At first, that might have seemed strange, considering Heacock was a new member of the Bowling Green football coaching staff. He wasn’t hiding out and slacking off, though.
He was there because Andy Molls was practicing basketball. And where Molls went, Heacock was supposed to go, because Miami University was likewise bird-dogging Molls, a highly regarded defensive back.
Such was major-college football recruiting in the late 1970s.
"There were no contact limits like today on how many times you could see a kid, so we determined Andy Molls was an important enough recruit that we had to see him every day," Heacock said. "Really, you had the feeling that if you weren’t there every day, you were falling behind. That’s just the way it was done back then."
Heacock, 57, is the defensive coordinator at Ohio State now. The contemporary game of recruiting is played by different rules but with the same goal.
"You want to sign the best players you can," Heacock said. "That hasn’t changed at all."
But recruiting isn’t quite the physical grind for coaches that it once was.
For instance, in Division I-A, only seven members of the nine assistant coaches are allowed to be on the road seeing prospects in any given week. And they are permitted just one faceto-face contact per week with a particular recruit.
"The whole process has been speeded so much compared to back then," Heacock said. "Now we’re looking at guys going into their junior years, and we’re offering them most of the time before their senior seasons."
Internet recruiting services now track prospects’ progress. Coaches may not be able to meet a recruit every day, but a few clicks on the computer can tell them what the player might be thinking, and it’s breaking news if one commits to a school. Three decades ago, there might be two or three assistant coaches, maybe even a head coach or two, in a prospect’s home or school on signing day waiting to see who would win the player’s services.
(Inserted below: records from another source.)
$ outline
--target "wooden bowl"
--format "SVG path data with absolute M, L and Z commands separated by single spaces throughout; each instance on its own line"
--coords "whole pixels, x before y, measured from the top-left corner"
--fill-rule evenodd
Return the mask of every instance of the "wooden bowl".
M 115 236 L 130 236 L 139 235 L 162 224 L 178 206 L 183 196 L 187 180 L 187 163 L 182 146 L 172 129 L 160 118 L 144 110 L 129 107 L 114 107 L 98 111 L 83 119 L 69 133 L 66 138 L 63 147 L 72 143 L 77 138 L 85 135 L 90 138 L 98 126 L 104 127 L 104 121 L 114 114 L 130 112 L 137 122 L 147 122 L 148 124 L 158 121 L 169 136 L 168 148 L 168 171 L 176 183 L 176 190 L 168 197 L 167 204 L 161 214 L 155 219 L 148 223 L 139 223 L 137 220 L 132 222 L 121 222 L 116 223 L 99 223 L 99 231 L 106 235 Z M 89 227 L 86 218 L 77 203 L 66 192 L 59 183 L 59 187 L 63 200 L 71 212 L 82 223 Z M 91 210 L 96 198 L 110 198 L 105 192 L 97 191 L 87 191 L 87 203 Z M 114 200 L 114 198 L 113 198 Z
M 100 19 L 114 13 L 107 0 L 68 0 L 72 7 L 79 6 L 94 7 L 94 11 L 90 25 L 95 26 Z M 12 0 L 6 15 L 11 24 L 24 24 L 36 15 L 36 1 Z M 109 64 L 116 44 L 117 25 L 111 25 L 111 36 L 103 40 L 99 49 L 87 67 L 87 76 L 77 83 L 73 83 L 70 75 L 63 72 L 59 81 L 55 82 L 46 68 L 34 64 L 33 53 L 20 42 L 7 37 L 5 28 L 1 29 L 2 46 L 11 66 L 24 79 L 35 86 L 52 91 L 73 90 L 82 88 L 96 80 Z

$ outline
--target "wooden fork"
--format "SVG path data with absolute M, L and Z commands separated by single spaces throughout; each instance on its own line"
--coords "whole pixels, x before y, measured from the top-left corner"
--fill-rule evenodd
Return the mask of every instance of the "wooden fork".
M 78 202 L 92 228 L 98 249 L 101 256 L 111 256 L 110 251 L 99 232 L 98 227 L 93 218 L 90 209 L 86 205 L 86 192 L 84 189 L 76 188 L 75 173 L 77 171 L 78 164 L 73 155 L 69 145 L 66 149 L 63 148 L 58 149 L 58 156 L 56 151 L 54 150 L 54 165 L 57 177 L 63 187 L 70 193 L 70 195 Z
"That was kind of crazy when you think about it, but that’s how the game was played," Heacock said.
One thing that hasn’t changed is the essence of the exercise, which is trying to persuade a 17- or 18-year-old and his parents that your school is the right place for him.
"I’ve always enjoyed that part, because recruiting is the heart of what we do, really," Heacock said. "If you don’t do it, if you don’t get a good player, you’re not going to last very long. So you better do it well."
Even with skill and perseverance, there are no guarantees. Heacock learned that chasing Molls back in ’79.
"Kentucky came in all of a sudden the final week, made him an offer, and that’s where he went," said Heacock, who recalled that Molls went on to be a captain at UK. "I told you he was a hell of a prospect."